Romantic Male Leads have the unenviable job of Being Attractive. I don’t necessarily mean physically good-looking (although he is usually that), I mean Attractive to his Romantic Partner, and by extension Attractive to the reader.
It’s hard being an Idealized Love Interest. You have to please as much of the audience as you can. Sometimes this makes you pile on the Ideal Attributes to the extent that the actual person underneath becomes completely obscured from view. This can have the problem of making the Idealized Love Interest as bland as…bland things. (I don’t know…boiled potatoes? Buttered bread? English cooking?) Some readers like this; it allows them to project whatever fantasy onto the character. (This problem exists for Idealized Love Interests of both genders but seems to be especially common in male characters.)
The other direction male Idealized Love Interests can go is Flawed. I don’t mean flawed, I mean Flawed. I am all for imperfect characters; after all, humans are imperfect creatures. But I start to get suspicious when a character is flawed for the sake of being flawed. He’s tortured for some unfathomable reason. He wangsts all over the place (and how he wangsts!). I’m not sure what it is about whining that reads as “vulnerable”, but it’s not sexy.
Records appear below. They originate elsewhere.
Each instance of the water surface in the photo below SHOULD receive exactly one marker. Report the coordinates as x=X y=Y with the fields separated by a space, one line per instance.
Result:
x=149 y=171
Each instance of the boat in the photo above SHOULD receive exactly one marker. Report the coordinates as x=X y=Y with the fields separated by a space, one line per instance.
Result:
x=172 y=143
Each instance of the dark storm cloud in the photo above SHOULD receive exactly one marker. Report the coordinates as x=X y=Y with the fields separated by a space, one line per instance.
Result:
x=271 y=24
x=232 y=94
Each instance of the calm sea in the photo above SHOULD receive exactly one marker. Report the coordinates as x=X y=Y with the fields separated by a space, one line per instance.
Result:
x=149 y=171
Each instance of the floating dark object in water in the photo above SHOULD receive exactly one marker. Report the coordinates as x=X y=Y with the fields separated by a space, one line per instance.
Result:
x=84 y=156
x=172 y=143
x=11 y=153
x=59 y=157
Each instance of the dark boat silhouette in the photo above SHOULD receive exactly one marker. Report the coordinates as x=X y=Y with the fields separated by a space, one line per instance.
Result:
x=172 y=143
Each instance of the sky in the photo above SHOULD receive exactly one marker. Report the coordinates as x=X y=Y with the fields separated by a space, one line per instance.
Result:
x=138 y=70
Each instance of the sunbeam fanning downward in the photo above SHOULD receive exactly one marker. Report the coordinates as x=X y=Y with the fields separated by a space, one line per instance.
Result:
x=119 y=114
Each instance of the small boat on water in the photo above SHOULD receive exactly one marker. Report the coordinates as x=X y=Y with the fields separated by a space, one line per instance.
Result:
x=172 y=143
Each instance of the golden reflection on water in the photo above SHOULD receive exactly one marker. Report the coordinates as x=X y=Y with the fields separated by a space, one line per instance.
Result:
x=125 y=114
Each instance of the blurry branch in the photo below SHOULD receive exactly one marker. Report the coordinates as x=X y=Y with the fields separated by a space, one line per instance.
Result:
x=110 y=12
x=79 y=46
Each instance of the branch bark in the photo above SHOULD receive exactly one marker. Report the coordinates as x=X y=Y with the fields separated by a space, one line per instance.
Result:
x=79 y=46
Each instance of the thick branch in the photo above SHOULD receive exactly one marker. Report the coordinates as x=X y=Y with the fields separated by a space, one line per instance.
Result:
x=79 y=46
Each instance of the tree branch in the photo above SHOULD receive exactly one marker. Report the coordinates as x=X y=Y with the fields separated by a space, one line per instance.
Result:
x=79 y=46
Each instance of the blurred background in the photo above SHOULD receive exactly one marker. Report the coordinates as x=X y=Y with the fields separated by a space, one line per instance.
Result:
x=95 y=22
It’s easier for me to like a male character when he’s the protagonist rather than the Love Interest because he doesn’t have the same expectations to live up to, but depending on how he’s written, he can be problematic in other ways. The most common and obvious problem is that he…doesn’t always sound like a boy. This is usually made the most clear in dual-voiced narratives, where a girl and then a boy offer their viewpoints on the story. Well and good, but if I can’t tell the difference between the girl narrator and the boy narrator, then I have a problem.
This isn’t too say that I think men and women, boys and girls, and all the other genders in-between ought to be cliché and stereotypical. I believe in the innate humanity that connects us all. It’s just that I still believe there is a difference in the way males and females interact with and perceive the world. This is a very fine line to walk and it’s hard to articulate what makes something work and what doesn’t because everyone is different. Nevertheless, I hate it when male narrators don’t ring true.
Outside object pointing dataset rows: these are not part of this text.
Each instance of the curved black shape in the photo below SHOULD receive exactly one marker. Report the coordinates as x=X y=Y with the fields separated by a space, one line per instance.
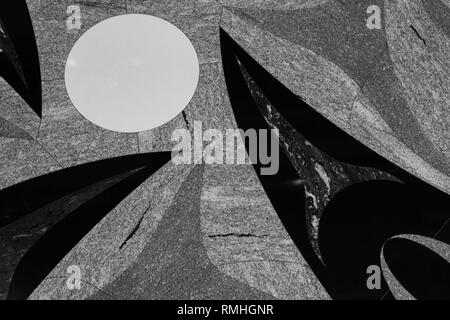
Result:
x=409 y=261
x=357 y=222
x=23 y=198
x=360 y=219
x=19 y=59
x=283 y=189
x=49 y=249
All this tends to stack the deck against me finding favourite male characters, even in my favourite books. Some people have once suggested it was because I mostly read novels written by women that I don’t find any male characters to love. That’s appallingly sexist. Also, I read plenty of books by male authors and let me tell you, the odds of me finding a favourite male character is pretty rare, regardless of which gender is writing.
But in the interest of fairness, I have compiled a list of favourite male characters.
- George Cooper from THE SONG OF THE LIONESS quartet by Tamora Pierce
- Tiny Cooper from WILL GRAYSON, WILL GRAYSON by John Green and David Levithan
- Eugenides from the ATTOLIA books by Megan Whalen Turner
Two of them were written by women and one was written by two men. One is a love interest, one is gay (and AWESOME), and one is a protagonist. They’re all pretty varied, but I think what makes them stand out is that they are HUMAN–imperfect, funny, tragic, deluded, etc. It’s their three-dimensionality I love, because they seem like real people who could step off the page, and more than that, they seem like people I want to know and be friends with. (There are plenty of three-dimensional male characters out there, but I don’t necessarily want to be friends with many of them.)
So that’s all there is to it. Write a three-dimensional character, male or female, and odds are I will like him or her and find him or her “strong”.
Easier said than done, of course, but nonetheless, it’s still true.
What are some of your favourite male characters and why?